Today Woods seems to be more human, happier. The change appears to be genuine, which is why it’s dismaying when I hear folks say they hope Woods doesn’t win. Many are Christians. They don’t like that Woods cheated on his wife. He’s an adulterer. They don’t root for adulterers.
This is either/or, dualistic thinking. For Christians, it’s an example of having not made it out of the “first half of life,” writes Walter Brueggemann, an esteemed Old Testament scholar.[1] He sees life featuring two halves. They follow the trajectory of the Hebrew Scriptures: the Torah, the Prophets, and the Wisdom literature.
The Torah corresponds to the good and necessary “first half of life.” This is when the people of Israel discover their identity through being chosen. They learn the law, tradition, rituals and structure. The aim is clarity and certitude. It’s how children learn. You’re special, you’re made to feel “safe,” the faith provides protective boundaries.
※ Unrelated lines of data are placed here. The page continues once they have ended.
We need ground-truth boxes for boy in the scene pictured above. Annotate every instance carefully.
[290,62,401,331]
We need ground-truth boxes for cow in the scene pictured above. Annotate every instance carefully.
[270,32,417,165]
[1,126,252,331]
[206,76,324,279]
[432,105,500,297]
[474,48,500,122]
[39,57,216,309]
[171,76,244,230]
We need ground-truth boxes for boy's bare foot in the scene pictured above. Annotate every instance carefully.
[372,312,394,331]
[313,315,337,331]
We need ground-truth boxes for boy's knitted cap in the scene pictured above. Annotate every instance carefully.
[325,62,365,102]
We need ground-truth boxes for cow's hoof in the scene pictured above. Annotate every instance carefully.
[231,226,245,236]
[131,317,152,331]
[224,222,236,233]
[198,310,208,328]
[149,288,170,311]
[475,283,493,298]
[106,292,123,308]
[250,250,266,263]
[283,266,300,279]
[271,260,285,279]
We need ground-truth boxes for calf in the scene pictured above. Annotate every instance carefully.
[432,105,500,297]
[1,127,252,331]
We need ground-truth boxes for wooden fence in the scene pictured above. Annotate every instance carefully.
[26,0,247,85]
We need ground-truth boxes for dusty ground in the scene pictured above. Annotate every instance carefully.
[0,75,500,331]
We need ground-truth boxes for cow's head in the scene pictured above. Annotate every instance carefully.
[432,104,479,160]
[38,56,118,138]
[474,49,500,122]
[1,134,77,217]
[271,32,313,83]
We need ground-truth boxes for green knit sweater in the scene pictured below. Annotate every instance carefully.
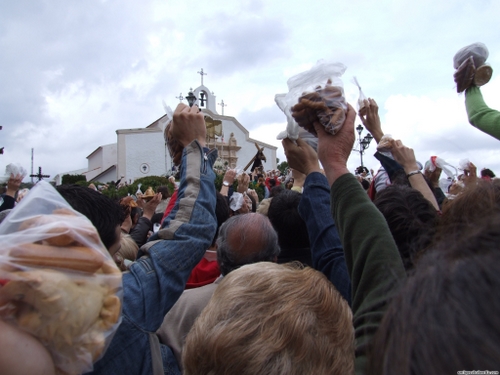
[465,86,500,140]
[331,174,406,375]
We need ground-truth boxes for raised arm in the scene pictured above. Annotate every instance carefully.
[315,106,406,373]
[392,140,440,211]
[123,104,217,332]
[282,138,351,305]
[465,86,500,140]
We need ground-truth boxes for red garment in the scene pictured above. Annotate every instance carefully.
[186,257,220,289]
[265,177,281,191]
[160,190,178,225]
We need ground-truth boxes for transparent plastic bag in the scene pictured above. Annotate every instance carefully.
[0,163,28,184]
[352,77,368,112]
[453,43,489,69]
[377,134,394,154]
[458,158,470,171]
[274,60,347,147]
[425,156,458,179]
[0,181,123,374]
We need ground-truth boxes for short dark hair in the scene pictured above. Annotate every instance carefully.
[212,192,229,245]
[368,214,500,375]
[269,185,285,198]
[373,185,438,271]
[217,213,280,275]
[156,185,170,199]
[56,185,125,249]
[267,190,311,265]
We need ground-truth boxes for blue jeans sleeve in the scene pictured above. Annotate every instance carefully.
[123,141,217,332]
[299,172,351,305]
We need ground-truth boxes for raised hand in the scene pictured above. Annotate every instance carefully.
[281,138,321,175]
[314,104,356,186]
[359,98,384,143]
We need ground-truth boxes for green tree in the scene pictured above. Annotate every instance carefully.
[62,174,87,185]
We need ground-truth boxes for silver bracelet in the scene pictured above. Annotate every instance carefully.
[406,169,422,178]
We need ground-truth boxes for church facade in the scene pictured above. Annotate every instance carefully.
[84,84,277,183]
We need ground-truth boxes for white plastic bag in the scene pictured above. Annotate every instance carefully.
[275,60,347,145]
[453,43,489,69]
[0,181,123,374]
[352,77,367,112]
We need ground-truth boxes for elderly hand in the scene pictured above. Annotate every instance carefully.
[170,103,207,147]
[5,174,23,198]
[222,169,236,186]
[141,193,161,220]
[359,98,384,143]
[391,140,419,173]
[281,138,321,176]
[463,162,477,187]
[314,104,356,186]
[247,189,259,204]
[238,172,250,194]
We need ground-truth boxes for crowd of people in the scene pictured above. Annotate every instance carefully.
[0,44,500,375]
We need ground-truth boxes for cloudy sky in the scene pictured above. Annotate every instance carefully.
[0,0,500,180]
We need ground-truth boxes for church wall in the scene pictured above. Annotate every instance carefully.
[88,147,102,171]
[122,130,168,181]
[86,143,117,181]
[222,119,276,172]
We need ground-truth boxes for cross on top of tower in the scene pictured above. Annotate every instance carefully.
[30,167,50,181]
[217,100,227,116]
[198,68,207,86]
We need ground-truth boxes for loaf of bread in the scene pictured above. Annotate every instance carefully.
[0,210,121,374]
[291,83,345,136]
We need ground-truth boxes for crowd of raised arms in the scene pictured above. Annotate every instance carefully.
[0,42,500,375]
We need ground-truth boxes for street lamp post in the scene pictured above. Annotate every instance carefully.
[354,125,373,167]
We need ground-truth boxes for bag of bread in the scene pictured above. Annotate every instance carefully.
[0,181,123,374]
[352,77,368,112]
[275,60,347,147]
The Prophets introduce you to the second half of life. It’s disruptive, with suffering, “stumbling stones,” and failures. Prophets deepen our capacity for healthy self-criticism. Without them, people of faith never move beyond infancy and “safe” religion. We never get past either/or thinking and realize all things are both good and bad, including us.
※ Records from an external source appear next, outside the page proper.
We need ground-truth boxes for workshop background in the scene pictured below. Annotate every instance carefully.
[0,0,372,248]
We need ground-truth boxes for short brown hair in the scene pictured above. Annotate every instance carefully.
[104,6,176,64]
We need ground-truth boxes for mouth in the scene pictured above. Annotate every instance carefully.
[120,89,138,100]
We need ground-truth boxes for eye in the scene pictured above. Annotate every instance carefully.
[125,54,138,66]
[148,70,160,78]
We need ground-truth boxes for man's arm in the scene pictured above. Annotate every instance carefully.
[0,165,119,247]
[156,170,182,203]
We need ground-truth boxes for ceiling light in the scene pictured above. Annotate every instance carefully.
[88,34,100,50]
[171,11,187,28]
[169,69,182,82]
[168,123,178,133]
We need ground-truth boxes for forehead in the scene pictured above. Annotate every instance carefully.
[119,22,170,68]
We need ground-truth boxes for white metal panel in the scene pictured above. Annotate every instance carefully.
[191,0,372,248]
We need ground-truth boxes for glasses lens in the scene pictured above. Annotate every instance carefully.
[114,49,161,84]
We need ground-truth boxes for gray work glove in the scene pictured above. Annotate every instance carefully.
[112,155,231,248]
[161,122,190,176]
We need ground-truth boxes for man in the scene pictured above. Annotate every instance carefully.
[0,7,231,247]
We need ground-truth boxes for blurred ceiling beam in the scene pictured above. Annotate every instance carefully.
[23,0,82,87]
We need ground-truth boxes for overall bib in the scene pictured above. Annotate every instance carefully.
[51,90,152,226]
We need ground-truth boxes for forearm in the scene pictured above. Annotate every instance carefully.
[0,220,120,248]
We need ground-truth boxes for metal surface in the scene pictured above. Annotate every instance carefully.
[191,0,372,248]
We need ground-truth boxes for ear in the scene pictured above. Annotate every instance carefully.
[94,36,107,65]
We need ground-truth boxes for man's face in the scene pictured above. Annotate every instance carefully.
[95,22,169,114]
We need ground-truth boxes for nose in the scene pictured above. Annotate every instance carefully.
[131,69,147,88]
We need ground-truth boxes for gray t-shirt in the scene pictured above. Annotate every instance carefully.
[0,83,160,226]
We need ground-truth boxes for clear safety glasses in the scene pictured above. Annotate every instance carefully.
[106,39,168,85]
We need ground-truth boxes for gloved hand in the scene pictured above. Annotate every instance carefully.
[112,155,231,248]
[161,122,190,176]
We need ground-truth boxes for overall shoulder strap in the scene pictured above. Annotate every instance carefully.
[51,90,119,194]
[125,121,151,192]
Richard Rohr thinks most Christians are stuck in infancy. He attributes it to the fact that “prophets have never been much sought after by most Christian groups.”[2] So Christians don’t know God’s growth pattern: order-disorder-reorder. They think maturity is simple steps—come to Christ, grow in your faith, go to heaven. No disruptions.
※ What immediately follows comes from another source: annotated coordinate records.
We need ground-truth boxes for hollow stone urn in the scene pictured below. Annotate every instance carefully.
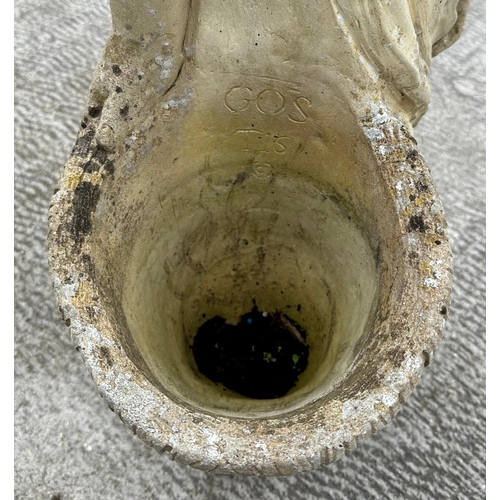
[49,0,468,475]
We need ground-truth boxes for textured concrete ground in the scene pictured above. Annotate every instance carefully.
[15,0,485,500]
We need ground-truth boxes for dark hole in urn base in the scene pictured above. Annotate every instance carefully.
[191,306,309,399]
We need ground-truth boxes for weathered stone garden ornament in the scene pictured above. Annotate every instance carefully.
[49,0,468,475]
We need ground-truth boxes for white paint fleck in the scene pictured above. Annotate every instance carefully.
[424,278,439,288]
[364,127,384,141]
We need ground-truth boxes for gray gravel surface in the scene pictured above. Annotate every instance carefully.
[14,0,486,500]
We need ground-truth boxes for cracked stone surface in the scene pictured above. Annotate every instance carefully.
[15,0,485,500]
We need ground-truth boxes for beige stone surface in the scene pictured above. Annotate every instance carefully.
[18,0,484,494]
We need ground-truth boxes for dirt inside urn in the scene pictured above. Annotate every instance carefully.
[191,306,309,399]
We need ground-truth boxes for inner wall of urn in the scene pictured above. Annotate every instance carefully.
[123,167,379,417]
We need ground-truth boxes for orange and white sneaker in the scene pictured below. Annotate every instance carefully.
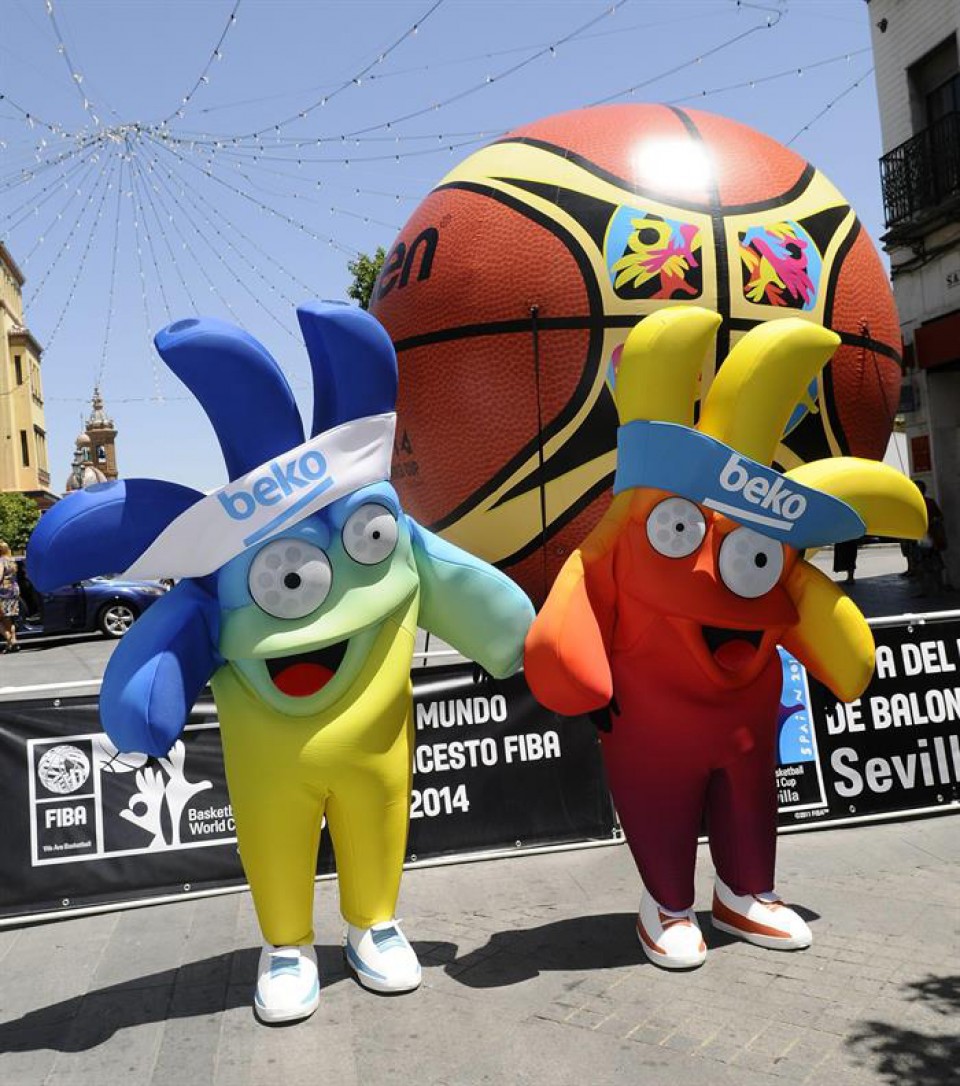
[636,889,707,969]
[713,877,813,950]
“There is no nonstop flight from order to reorder,” Rohr writes. “We have to go through a period of disruption and disordering” to get to the second half of life. For people of faith, prophets light the path.
Once you arrive in the second half, you hold together contradictions in yourself and others. And you do so with compassion, forgiveness, and patience. You realize that, while Woods is an adulterer, so is every Christian. Jesus said if you lust after someone you’re not married to, you’re an adulterer. James defines adultery as indulging your pleasures (James 4:3-4). I’m an adulterer. We all are, which is why Jesus invited anyone who wasn’t to throw the first stone at the adulterous woman. No one did.
You’re stuck in the first half of life if you believe you’ve never committed adultery, or been as “bad” as, say, Tiger Woods. The disciples were stuck for a while. They struggled when Jesus praised two people as having the greatest faith—the Samaritan woman and Roman centurion, both non-Jews and “bad” people. The disciples had not yet learned that the qualities we hate in others are actually within us. We’re not so moral after all.
It’s the height of hypocrisy to root against Woods while ignoring our adulteries. Tiger was arrogant, no doubt about it. But you have imagined doing “bad” things; and if you could get away with it, you’d probably do it. If you say Not me! you’re in the first half of life. You’d never had a layover in an airport called failure, or humiliation. On the other hand, if you see Woods and think, there but for the grace of God go I, you’re in the second half. You’ll root for the most deserving Masters winner, even if it’s Tiger Woods.
[1] Walter Brueggemann and Tod Linafelt, An Introduction to the Old Testament: The Canon and Christian Imagination, 2nd ed. (Westminster John Knox Press: 2012)
[2] Adapted from Richard Rohr, Adult Christianity and How to Get There, disc 1 (Center for Action and Contemplation: 2004), CD, MP3 download.